Brett’s parents, Steve and Lucy Borg, own Schmidt’s stores in Taylorsville, Sugar House and South Jordan. Their Crossroads of Taylorsville shopping location (5664 S. Redwood Road) has been open the longest of the three, since the “mid-1980s.” Chelsea Pacheco is that store’s assistant manager.

“Our manager will be out until mid-July so, for now, I am our only full-time employee at this location, along with about 10 part-timers,” Pacheco said. “We make about 180 loaves of the free bread each day. Sometimes there are a few loaves left over the next day, but most of the time it all goes. Some people make donations; some people buy other things while getting their free bread; and some just grab their two loaves and go, which is fine.”

So why are the sourdough, French and Italian loaves given in pairs?

“My dad said if we only give one loaf of bread, then we are the only people who get to feel good about helping during this [pandemic] crisis,” Brett said. “But if we give two loaves and tell people one is for them, and one is to give to another person then others also get to feel good about what they are doing.”

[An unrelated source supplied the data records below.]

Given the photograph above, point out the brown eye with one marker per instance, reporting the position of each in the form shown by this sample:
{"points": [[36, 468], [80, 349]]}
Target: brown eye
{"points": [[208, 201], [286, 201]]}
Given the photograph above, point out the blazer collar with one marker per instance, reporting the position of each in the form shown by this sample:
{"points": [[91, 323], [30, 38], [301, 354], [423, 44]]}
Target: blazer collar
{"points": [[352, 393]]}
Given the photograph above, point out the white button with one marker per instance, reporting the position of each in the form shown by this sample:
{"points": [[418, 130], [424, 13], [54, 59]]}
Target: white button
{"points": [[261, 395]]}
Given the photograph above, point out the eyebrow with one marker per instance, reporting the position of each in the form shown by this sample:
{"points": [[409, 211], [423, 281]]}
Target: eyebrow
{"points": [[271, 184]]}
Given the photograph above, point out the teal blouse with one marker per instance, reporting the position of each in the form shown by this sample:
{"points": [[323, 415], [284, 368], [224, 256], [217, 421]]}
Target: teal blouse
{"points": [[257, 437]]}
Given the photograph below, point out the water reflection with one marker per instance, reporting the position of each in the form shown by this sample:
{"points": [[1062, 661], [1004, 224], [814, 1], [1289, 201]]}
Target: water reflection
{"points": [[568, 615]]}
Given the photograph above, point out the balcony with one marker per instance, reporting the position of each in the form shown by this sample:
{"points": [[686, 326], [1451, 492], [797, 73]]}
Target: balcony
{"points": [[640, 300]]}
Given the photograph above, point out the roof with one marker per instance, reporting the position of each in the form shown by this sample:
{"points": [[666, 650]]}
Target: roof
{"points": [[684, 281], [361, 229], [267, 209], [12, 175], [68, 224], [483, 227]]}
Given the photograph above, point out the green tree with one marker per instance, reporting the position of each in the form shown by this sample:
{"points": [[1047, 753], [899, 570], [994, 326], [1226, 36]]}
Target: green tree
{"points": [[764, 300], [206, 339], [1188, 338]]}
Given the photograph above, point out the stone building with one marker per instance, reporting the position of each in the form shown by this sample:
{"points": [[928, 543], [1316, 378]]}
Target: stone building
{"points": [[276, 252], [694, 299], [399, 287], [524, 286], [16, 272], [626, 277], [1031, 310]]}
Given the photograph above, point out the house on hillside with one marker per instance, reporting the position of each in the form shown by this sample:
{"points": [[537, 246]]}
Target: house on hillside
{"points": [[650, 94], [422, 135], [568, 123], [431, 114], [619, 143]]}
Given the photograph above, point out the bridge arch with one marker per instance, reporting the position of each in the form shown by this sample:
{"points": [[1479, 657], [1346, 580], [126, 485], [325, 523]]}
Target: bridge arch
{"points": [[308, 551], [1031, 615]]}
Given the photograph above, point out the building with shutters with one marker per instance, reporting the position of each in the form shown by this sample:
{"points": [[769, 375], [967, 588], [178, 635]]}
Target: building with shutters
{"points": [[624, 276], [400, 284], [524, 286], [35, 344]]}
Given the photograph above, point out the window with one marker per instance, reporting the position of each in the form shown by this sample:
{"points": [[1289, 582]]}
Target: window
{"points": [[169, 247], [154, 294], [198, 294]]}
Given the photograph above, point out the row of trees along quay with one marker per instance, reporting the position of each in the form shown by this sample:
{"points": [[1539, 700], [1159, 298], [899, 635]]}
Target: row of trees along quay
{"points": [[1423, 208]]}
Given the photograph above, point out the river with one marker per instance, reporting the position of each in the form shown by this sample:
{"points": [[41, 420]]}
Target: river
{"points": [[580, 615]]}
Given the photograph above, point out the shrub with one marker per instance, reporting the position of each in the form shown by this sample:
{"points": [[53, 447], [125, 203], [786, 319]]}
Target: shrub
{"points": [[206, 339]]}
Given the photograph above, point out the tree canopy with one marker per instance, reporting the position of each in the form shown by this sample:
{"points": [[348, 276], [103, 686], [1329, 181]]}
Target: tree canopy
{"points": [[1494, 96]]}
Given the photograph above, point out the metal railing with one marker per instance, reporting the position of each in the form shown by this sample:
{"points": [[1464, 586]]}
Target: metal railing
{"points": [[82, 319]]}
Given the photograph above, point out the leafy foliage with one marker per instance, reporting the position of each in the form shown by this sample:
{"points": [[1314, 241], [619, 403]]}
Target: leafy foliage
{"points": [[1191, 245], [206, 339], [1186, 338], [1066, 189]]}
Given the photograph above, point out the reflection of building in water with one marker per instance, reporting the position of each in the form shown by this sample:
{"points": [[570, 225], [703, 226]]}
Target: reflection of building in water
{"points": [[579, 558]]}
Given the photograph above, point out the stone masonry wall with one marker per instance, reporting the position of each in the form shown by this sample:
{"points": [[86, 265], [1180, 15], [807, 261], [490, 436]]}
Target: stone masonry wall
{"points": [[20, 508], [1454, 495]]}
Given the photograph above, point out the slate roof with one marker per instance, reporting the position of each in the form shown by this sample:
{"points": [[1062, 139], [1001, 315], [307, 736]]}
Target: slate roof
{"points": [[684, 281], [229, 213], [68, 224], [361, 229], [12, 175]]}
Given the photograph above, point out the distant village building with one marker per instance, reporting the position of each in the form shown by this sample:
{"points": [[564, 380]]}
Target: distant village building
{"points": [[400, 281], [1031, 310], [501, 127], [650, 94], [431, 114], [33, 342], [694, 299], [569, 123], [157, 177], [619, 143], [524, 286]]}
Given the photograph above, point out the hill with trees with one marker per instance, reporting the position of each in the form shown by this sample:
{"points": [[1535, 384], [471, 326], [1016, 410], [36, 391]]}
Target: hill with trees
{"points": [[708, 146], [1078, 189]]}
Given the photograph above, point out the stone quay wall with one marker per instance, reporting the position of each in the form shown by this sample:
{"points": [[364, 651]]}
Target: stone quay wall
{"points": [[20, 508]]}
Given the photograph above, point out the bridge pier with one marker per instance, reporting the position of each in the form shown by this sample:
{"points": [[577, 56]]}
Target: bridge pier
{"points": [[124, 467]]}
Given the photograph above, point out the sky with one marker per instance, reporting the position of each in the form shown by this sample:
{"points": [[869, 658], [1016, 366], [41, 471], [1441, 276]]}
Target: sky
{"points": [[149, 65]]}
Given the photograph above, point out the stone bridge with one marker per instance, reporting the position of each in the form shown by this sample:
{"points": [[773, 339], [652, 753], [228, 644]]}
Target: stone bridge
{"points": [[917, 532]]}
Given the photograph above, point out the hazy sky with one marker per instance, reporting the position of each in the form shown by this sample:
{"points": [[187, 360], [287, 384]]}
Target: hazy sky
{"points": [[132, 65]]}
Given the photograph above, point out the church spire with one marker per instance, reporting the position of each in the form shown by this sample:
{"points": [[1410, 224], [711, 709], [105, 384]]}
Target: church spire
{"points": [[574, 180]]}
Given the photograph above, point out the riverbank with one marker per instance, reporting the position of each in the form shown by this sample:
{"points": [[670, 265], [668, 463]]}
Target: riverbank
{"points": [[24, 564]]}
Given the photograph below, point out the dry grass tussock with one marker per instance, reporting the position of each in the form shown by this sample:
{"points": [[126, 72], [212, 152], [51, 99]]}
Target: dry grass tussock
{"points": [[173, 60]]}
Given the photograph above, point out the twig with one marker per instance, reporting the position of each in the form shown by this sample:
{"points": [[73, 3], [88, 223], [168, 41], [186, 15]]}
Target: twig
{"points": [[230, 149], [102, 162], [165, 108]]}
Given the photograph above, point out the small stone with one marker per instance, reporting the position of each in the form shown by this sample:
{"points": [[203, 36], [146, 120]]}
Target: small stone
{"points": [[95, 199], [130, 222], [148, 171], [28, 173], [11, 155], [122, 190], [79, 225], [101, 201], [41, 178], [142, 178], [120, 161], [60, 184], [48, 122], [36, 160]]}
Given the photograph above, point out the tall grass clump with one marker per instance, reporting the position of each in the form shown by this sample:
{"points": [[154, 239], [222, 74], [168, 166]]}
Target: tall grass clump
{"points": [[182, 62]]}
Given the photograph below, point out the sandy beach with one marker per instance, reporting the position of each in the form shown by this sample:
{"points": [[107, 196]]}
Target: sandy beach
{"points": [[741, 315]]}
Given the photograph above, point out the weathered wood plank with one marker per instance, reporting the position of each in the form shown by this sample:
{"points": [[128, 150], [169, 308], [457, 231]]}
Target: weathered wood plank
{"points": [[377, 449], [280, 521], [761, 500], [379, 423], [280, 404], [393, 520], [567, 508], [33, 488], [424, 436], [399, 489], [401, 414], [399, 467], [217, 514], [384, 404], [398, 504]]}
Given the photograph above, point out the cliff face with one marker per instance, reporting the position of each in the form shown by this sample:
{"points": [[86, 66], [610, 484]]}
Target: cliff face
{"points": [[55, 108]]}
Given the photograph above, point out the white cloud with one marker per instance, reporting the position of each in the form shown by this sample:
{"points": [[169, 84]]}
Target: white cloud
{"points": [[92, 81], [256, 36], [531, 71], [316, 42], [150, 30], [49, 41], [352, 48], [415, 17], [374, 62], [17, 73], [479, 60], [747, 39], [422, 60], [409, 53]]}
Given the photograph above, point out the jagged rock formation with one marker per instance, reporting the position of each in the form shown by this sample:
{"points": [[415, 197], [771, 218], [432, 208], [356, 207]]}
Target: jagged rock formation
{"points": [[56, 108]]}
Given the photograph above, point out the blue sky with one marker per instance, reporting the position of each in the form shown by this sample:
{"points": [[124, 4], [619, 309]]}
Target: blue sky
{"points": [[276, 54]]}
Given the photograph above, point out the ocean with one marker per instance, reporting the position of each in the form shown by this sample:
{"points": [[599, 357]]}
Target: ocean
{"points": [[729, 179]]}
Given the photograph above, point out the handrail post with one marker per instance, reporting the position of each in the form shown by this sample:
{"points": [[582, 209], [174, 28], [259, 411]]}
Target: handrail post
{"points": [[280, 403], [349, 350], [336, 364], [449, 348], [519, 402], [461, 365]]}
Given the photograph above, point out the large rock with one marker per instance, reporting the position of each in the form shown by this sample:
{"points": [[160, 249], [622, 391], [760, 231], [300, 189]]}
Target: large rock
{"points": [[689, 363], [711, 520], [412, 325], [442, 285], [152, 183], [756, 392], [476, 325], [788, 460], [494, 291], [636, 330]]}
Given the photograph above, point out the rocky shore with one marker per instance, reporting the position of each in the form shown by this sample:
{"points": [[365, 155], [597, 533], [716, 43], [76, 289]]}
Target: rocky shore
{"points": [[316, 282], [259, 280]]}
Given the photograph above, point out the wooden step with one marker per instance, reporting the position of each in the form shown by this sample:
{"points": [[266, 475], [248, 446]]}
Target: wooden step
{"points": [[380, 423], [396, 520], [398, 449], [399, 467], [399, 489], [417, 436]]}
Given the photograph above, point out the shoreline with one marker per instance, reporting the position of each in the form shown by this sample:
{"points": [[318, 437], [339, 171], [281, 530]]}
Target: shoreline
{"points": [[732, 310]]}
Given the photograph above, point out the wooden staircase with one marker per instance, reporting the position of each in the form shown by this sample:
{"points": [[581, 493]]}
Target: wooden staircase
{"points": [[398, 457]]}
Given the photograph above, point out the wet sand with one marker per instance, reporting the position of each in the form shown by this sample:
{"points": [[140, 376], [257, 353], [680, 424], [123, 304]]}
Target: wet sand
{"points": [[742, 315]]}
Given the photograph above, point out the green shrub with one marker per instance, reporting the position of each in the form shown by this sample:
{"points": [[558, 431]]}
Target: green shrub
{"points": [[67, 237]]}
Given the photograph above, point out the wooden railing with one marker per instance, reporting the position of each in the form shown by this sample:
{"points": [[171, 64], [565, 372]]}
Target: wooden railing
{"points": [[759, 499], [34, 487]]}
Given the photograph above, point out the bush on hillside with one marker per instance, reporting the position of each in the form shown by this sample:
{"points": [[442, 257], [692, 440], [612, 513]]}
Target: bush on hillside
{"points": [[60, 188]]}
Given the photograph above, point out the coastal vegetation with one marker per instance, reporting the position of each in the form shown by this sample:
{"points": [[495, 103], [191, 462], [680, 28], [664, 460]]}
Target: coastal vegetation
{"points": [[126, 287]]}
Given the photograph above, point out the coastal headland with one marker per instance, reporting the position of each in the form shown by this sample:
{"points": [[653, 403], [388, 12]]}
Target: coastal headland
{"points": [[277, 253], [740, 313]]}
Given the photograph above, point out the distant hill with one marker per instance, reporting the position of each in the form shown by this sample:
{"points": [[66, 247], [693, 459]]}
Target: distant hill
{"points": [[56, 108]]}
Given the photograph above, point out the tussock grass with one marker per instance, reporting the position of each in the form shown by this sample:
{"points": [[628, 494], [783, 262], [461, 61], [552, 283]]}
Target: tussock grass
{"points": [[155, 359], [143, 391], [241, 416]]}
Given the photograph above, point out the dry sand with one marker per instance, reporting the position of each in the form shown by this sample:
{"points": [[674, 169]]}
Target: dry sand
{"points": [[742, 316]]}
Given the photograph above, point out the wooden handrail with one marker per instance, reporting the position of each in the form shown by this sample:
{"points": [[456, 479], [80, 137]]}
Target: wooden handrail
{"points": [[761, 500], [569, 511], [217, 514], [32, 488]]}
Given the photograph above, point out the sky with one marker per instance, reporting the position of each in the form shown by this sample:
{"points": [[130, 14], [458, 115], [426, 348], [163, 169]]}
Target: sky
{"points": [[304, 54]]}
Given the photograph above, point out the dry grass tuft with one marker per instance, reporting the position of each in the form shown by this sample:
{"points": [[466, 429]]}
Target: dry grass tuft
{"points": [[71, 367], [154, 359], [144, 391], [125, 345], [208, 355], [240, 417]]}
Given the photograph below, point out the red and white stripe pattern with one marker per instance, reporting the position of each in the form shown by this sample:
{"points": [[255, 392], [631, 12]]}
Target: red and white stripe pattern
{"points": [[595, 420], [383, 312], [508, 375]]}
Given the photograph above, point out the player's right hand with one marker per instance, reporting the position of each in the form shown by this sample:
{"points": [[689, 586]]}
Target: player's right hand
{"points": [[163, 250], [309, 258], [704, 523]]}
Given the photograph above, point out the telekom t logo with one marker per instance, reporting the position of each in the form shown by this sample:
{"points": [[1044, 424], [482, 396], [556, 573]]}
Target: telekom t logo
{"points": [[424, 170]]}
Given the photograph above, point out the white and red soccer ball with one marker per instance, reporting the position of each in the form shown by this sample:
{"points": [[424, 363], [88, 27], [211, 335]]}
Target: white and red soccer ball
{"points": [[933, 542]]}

The bread giveaway has also allowed the Borgs to retain their entire 45-person staff (at all three locations), without any reduction of work hours. A Paycheck Protection Program PPP loan also assisted the Borgs in covering a couple of pay periods.

“I have heard many emotional stories from our customers who are giving bread to others,” Pacheco said. “It makes me feel so good to work for Schmidt’s. Steve [Borg] is just a really great guy.”

In addition to the in-store bread giveaways, Schmidt’s has also taken their show on the road a couple of times. 

“On May 17, we gave away 900 loaves of bread outside Cyprus High School in Magna, and two weeks later we gave out another 650 loaves at Kearns High,” Brett said. “Several members of our family were involved, particularly in that second giveaway.”

In addition to both his parents still working full time for the stores, Brett’s wife, Jenny, is a cake decorator for them. His twin sister, April, also works for Schmidt’s, along with a younger sister (Kristi), an uncle (Ralph), and nieces and nephews. 

The stores’ flour providers—Ardent Mills and Honeyville—have each donated about 5,000 pounds of flour to the bread giveaway effort.

In addition to accepting cash donations for their bread giveaways at their store locations, Schmidt’s is also accepting online donations through the mobile payment service Venmo.

“Some of our tweets about the bread giveaways have been retweeted, even by national journalists,” Brett said. “We have received about $4,000 in Venmo donations from all over—New York, Florida, Canada. Another $2,000 to $3,000 have been dropped off at our stores.”

As Fred Rogers’ mother would be quick to tell the former TV host, that’s a lot of “people who are helping.”